Durante un’intervista con Michael Fairman, Hayes ha raccontato cosa ha provato nel vedere sfumare il suo momento dopo un regno importante, proprio quando sembrava a un passo da qualcosa di ancora più grande. Il tempismo ha reso tutto più difficile: perdere slancio così vicino alla stagione di WrestleMania, dove ogni dettaglio conta, non è stato semplice da digerire. Dopo tutto il lavoro fatto per arrivare fin lì, sentir parlare di un cambio di direzione creativa è stato un boccone amaro:
“Eh sì… cioè, è una domanda anche ovvia… ma sì, è così. È stato brutto. Davvero brutto. È stato straziante, perché mi sembrava di aver corso tutta la gara. Ero a un passo dal traguardo, pronto ad alzare le braccia… e invece sono stato un po’ ‘spostato di lato’ all’improvviso”.
Dalla delusione alla rivincita: Hayes trasforma il suo disappunto in motivazione
Nonostante la delusione, Hayes ha chiarito di non aver lasciato che la frustrazione prendesse il sopravvento. Ha scelto invece di restare professionale, continuando a dare il massimo in ogni situazione, indipendentemente dal ruolo nel roster:
“Alla fine della giornata sono un professionista. Mi presento al lavoro, faccio quello che serve e cerco sempre di dare più del previsto. È così che sono fatto. A volte devi semplicemente accettarlo e andare avanti”.
Ha anche sottolineato di non aver preso la decisione sul personale, riconoscendo che certe scelte dipendono da dinamiche aziendali più ampie: “Non era una cosa contro di me.

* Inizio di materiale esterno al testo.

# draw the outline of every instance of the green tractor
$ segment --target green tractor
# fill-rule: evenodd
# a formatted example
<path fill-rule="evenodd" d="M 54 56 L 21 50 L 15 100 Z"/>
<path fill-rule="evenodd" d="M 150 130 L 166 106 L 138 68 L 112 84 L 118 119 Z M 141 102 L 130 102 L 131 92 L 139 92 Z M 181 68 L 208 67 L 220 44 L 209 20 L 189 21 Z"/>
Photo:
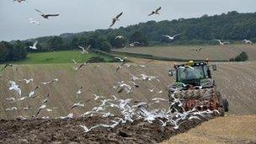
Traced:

Non era personale. Era solo una decisione aziendale, quello che doveva essere fatto… qualunque fosse il motivo”.
Detto questo, Hayes ha ammesso di aver avuto un breve momento di frustrazione, una reazione più che umana. Ma non ha permesso che durasse troppo a lungo: “Per un giorno o due ero tipo: ‘Ma che diavolo?’ Poi basta. Ho detto: torniamo al lavoro. Adesso è solo una motivazione in più. Tenete d’occhio cosa succederà”.
Perdere il titolo prima di WrestleMania avrebbe potuto minare la sua fiducia, ma Hayes sembra aver trasformato quella battuta d’arresto in carburante. Non guarda indietro: è concentrato sul prossimo passo, con la convinzione che i momenti più grandi della sua carriera debbano ancora arrivare.